Ich habe getan was ich konnte. Kämpfte so gut ich es eben konnte. Oft habe ich aus eigenem Verschulden nicht immer alles so geschafft wie ich es wollte oder hätte können. Wer kann das? Doch bin ich aus alledem eben zu dem und dessen geworden der ich bin.
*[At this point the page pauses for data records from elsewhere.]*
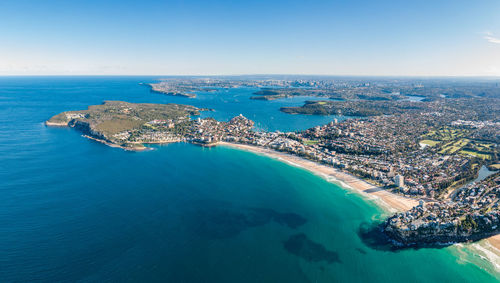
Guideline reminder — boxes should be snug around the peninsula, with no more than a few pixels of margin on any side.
[46,95,500,246]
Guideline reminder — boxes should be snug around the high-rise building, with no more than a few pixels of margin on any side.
[394,175,405,187]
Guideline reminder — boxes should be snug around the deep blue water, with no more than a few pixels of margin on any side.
[0,77,496,282]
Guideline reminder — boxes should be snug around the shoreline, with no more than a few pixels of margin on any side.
[219,142,500,258]
[219,142,418,212]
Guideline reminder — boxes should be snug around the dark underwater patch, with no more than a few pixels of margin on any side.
[189,205,307,239]
[283,233,341,264]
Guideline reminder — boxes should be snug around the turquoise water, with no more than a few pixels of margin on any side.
[0,77,497,282]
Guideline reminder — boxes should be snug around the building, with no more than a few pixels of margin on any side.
[394,175,405,188]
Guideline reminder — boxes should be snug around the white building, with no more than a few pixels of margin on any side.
[394,175,405,188]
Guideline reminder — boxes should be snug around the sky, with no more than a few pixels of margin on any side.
[0,0,500,76]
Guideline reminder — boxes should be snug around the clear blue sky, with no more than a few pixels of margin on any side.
[0,0,500,76]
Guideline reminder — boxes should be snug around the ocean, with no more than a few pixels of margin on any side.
[0,77,500,282]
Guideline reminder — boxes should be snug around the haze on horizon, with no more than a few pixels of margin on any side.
[0,0,500,76]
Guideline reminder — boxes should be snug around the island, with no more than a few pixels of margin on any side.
[46,77,500,247]
[45,101,254,151]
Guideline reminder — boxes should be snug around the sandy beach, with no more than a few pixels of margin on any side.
[219,142,500,255]
[219,142,418,212]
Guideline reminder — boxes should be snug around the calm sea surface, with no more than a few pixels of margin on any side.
[0,77,498,282]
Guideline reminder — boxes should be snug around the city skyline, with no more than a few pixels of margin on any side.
[0,1,500,76]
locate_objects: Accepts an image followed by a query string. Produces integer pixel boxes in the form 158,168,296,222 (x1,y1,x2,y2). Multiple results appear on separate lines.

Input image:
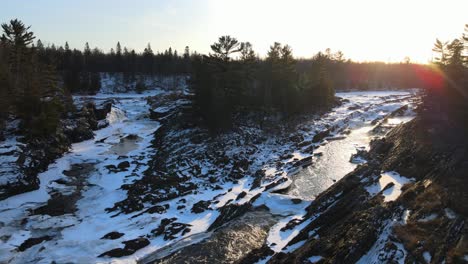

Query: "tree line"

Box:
33,40,196,94
191,36,336,129
0,19,458,138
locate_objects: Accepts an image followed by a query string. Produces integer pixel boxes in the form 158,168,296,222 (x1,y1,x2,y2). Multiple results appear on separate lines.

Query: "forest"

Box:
0,19,466,136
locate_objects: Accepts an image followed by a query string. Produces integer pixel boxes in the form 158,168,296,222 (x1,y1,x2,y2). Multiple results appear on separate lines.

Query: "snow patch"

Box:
366,171,414,202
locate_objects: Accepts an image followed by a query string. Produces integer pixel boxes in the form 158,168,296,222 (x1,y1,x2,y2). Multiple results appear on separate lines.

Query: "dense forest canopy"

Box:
0,19,467,133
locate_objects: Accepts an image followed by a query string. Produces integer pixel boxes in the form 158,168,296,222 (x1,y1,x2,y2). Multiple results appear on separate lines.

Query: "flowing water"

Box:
289,92,415,200
0,91,412,263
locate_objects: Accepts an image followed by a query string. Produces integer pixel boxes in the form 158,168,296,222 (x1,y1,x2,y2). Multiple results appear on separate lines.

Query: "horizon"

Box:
0,0,468,64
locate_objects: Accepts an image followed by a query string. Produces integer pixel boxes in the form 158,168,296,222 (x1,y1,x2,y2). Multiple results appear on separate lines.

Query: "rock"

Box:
293,156,312,168
236,192,247,201
191,201,211,214
18,236,52,252
151,218,191,240
98,237,150,258
101,231,124,240
117,161,130,170
208,203,252,231
312,129,330,143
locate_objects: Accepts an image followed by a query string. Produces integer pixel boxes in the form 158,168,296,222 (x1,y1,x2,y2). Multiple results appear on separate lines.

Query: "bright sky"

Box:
0,0,468,62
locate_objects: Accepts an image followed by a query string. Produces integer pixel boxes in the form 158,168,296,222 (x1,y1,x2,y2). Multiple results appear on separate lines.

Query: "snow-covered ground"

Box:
0,90,412,263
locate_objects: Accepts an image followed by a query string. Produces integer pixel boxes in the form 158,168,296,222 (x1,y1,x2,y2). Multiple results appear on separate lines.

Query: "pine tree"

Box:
211,36,244,61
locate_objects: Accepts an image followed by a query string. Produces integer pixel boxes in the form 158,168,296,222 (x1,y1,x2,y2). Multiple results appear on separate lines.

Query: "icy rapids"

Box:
0,90,415,263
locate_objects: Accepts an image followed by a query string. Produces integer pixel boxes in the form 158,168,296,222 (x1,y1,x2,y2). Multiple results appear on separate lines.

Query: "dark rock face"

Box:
117,161,130,170
0,102,112,200
151,218,191,240
101,231,124,240
266,118,468,263
150,210,275,264
192,201,211,214
98,237,150,258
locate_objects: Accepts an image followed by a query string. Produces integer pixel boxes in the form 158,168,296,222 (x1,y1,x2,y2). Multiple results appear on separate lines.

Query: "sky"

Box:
0,0,468,63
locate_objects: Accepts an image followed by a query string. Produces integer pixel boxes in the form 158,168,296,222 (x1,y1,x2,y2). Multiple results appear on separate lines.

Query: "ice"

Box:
444,208,457,219
356,212,407,264
0,89,420,263
423,251,432,263
366,171,414,202
418,214,437,223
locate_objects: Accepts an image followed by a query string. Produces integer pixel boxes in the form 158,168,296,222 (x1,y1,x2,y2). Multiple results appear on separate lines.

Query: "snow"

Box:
307,256,322,263
356,213,407,264
0,89,418,263
444,208,457,219
290,91,414,200
366,171,414,202
418,214,437,223
423,251,432,263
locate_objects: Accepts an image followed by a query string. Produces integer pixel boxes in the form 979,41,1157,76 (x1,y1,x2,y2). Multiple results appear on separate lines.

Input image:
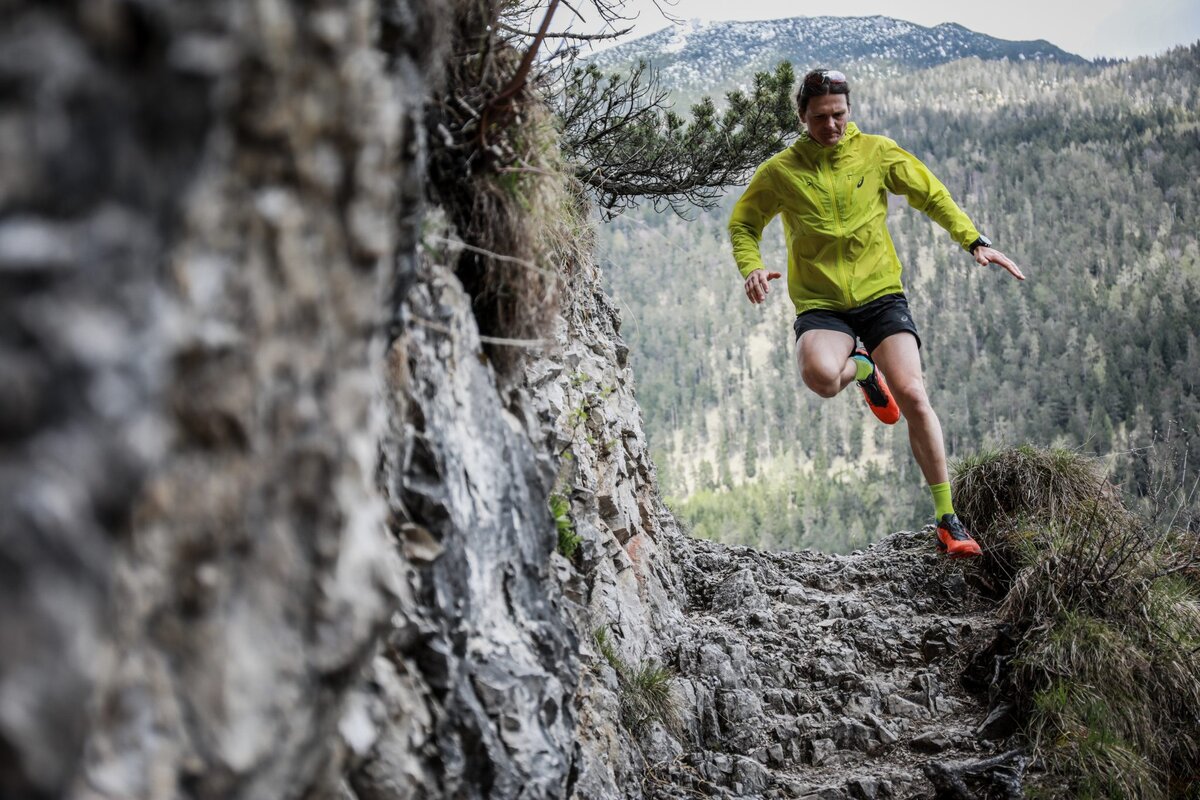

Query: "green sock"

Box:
850,355,875,380
929,483,954,519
Es gibt einen wichtigen Unterschied zwischen dem ‘etwas aufzugeben‘ und dem ‘etwas los zu lassen’. Diese Einsicht war wichtig auf meinem Weg. Und das Loslassen braucht Mut weil es allzu oft um etwas geht an dem man sehr hängt. Es ist vertraut. Man kann sich nicht einfach so trennen. Aber das Leben geht weiter und weil sich eben vieles Vertrautes auch ändert oder einfach nicht mehr so funktioniert wie einst, muss man auch selbst sich besinnen und neue Wege wählen. Man hat fast keine Wahl. Selbst das Stillstehen ist eine Entscheidung.

Was nun, also?

Es reicht nicht, sich an die Vergangenheit zu klammern. Auch können wir uns nur vergeblich eine Bessere wünschen. Und fest zu halten reibt auf. Warum also nicht die verbleibende Kraft in das Neue investieren? Von dem was ich bin und habe zu lassen, um vielleicht doch noch zu dem ich noch in Stande bin zu werden, hat Versprechen. Doch noch einmal eine Brücke über die wilden Wasser der Gegenwart zu schlagen, hinüber in das unbekannte Morgen, auch darin liegt Hoffnung. Es ist unsere Wahl wann wir loslassen und loslegen, denn loslassen müssen wir sowieso irgendwann einmal. Es früher zu tun, wenn es noch unsere eigene Wahl verbleibt, braucht den erwähnten Mut doch der Lohn des Aufbruchs erwartet uns auch wenn das Unbekannte unheimlich verbleibt.

Was gibt es also zu verlieren wenn man los lässt? Eigentlich gar nichts. Und doch alles zu gewinnen.

Bis die Tage

Eine Antwort auf „Los lassen“

Was für eine tolle Farbe dieser Ahorn an Blattwerk hat!
Ja, los zu lassen, ist schwierig, selbst wenn es das völlig abgetragene T-Shirt ist, oder die Handvoll Muschelschalen aus einem Urlaub. Die Kinder ihren Weg gehen zu lassen fiel mir in Teilen leichter, denn ich mag die Wege, die sie eingeschlagen habe.